Gene Regulation and Differentiation: Tracking Nuclear Proteins in Live Cells
Once gene-regulating proteins are produced, the next step is reaching their target DNA. But we aren’t sure how that happens. Do the proteins diffuse randomly through the nucleus, or are they guided? To find out, MCB Assistant Professor Xavier Darzacq tracks individual proteins as they navigate the nucleoplasm in living cells.
“The nucleus is very crowded with DNA and other molecules so there’s only a small space to move in — we study the available space,” says Darzacq. To follow a single fluorescently-labeled protein amidst the visual noise of a cell, he borrowed an imaging technique astronomers use to see stars: a deformable mirror that corrects for aberrations, refocusing stray photons and so boosting the signal.

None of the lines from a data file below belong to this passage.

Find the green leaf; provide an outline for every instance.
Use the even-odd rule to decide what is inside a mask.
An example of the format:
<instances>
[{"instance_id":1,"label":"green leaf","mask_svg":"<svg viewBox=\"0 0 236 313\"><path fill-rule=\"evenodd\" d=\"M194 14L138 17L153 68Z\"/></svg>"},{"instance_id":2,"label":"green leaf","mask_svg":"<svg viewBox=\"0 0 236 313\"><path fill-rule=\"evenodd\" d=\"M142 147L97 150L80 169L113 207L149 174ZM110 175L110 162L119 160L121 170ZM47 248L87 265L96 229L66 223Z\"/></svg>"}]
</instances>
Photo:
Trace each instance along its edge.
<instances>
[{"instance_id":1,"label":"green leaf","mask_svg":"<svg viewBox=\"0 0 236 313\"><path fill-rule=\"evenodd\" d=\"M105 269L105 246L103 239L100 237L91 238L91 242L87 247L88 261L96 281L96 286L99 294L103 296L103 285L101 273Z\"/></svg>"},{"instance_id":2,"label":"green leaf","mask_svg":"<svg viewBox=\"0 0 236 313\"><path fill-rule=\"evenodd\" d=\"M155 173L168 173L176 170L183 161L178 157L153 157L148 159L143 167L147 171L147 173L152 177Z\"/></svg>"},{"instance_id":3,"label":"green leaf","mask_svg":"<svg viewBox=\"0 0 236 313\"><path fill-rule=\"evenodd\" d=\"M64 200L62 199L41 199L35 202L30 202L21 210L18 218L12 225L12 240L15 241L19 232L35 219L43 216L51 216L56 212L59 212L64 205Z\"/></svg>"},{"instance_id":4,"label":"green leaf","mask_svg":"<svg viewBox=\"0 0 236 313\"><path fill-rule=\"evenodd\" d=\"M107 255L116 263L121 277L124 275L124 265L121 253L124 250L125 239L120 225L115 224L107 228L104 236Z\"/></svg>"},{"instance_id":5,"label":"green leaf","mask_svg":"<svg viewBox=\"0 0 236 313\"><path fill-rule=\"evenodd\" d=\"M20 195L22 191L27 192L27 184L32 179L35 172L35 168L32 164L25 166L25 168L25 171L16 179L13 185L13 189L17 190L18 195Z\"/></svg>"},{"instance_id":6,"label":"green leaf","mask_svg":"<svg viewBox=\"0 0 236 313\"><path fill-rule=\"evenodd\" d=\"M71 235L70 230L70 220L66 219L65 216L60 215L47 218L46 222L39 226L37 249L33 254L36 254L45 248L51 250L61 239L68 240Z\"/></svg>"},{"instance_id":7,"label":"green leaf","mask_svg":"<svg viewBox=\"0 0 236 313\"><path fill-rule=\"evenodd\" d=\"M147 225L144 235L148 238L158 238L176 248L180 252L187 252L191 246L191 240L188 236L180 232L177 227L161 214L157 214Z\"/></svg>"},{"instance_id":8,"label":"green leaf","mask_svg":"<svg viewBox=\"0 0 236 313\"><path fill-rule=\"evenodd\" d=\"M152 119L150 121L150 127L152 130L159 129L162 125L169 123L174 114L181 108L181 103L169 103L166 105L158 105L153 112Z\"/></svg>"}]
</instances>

Computer analyses of and simulations based on the resulting trajectories suggest that gene-regulating proteins are guided. “We see proteins moving in a non-random manner,” Darzacq says, likening their routes to twisty European streets. “They move through a very complex mesh that’s like a network or a maze, it’s not a straight path.” Likely candidates for the “streets” that direct the proteins include DNA, which proteins can slide on.
Darzacq particularly wants to know how gene-regulating proteins are steered to particular stretches of DNA when cells differentiate. “During differentiation, the available space for diffusion can change, which changes the probability that molecules will interact with each other,” he says.
With an award from the California Institute for Regenerative Medicine, Darzacq brought his lab from France to UC Berkeley to apply his protein-tracking technique to healing in human skin. Wound healing entails differentiation of fibroblasts into muscle-like cells called myofibroblasts, which contract to help rejoin injured skin. But this process is sometimes impaired — the fibroblasts don’t differentiate into myofibroblasts — leading to chronic wounds that fail to heal.
“We don’t understand why,” Darzacq says, adding that a scratch can eventually lead to amputation of a foot due to defective myofibroblast differentiation. Besides helping people with chronic wounds, his work could give insights into regeneration of other tissue types as well as to how the fates of cells are decided in general.
Darzacq is happy to be part of MCB. “California is the best place on the planet for studying how a cell decides what kind to be,” he says. “And UC Berkeley has a fantastic critical mass of labs working on gene expression and differentiation.”